Information on which areas are receiving the most comments – for example, the flood defence or IT department – is then fed back to the business, highlighting where improvement opportunities lie. Teams of experts will then run an improvement project, which could result in implementing changes such as template tweaks, further guidance or training.
Wilman says: “Although assurance is mandatory, people can now see its benefits. They see that you can do robust assurance efficiently and it doesn’t have to slow the process down. We are working on making assurance more efficient and proportionate, and identifying where we have opportunities to improve the service. We are doing more to integrate our assurance with the Department for Environment, Food & Rural Affairs, which is our sponsoring body, for example.
“People also see that it can improve the delivery competence of the project. It’s like a free bit of consultancy – why wouldn’t you do it?”
The link between risk and assurance
For project assurance to play a greater role in leading good practice, there needs to be a cultural shift and better understanding of the benefits that it can bring.
Millard says: “Culturally, people in assurance tend to only think in their own box, so perhaps just about quality when doing a quality audit. They don’t necessarily think about their role in the bigger assurance picture – to learn lessons and improve corporate knowledge.”
He believes that internal audit committees have a key role to play. “Our role is to oversee all risk and assurance on behalf of the board’s audit committee. Boards and executives often have an arm’s-length relationship, but there is a real opportunity for the director of internal audit to be having conversations with the chair of the audit committee, working together to build on continuous improvement in the organisation.”

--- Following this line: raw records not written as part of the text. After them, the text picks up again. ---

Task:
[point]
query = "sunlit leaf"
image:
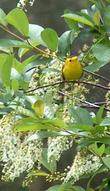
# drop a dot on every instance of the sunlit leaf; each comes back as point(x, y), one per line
point(50, 37)
point(78, 18)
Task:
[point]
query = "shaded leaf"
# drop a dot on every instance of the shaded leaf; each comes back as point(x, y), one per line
point(81, 116)
point(105, 122)
point(2, 18)
point(106, 161)
point(18, 19)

Emphasising the link between assurance and risk management would help, he continues: “The one thing boards really understand these days is risk, but they don’t necessarily understand the link between risk and assurance.
“If there is no risk, there is no benefit in assurance activity. Assurance can generate information that gives organisations a better understanding about how their risks are being managed and make suggestions about how risk can be managed better. If that link is continuously stressed at all levels of the organisation, the right sort of language can then be taken into the board in order to provide better understanding of what assurance is all about.”
Millard states that, when the Assurance SIG was set up in 2007, “we didn’t quite appreciate how much guidance was needed about what assurance was, let alone integrated assurance”. The fact that the toolkit has been received so well is a measure of the progress that has been made in this area, and the continuing professionalism of project managers.
Jo Russell is a business writer and editor.
The tools for the job
Recognising the need for a more joined-up approach to project assurance, the APM Assurance Specific Interest Group (SIG) has produced a free-to-download toolkit, called Measures for Assuring Projects.
Designed to be used by project teams for self-assessment, the toolkit consists of a summary sheet for rating project assurance and examples of evidence that support a good assurance measure score.
By using a definitive framework, project professionals will help minimise the risk of duplication or gaps and increase the comparison of assurance outputs.
As Roy Millard, committee member and former chair of the SIG, says: “If your organisation has 100 projects on the go, using the toolkit will give you the ability to take an assurance picture of all those 100 projects and see where some are being run better than others.
“It gives you a way of benchmarking one project to another. That can then feed into learning for other projects and into continuous improvement.”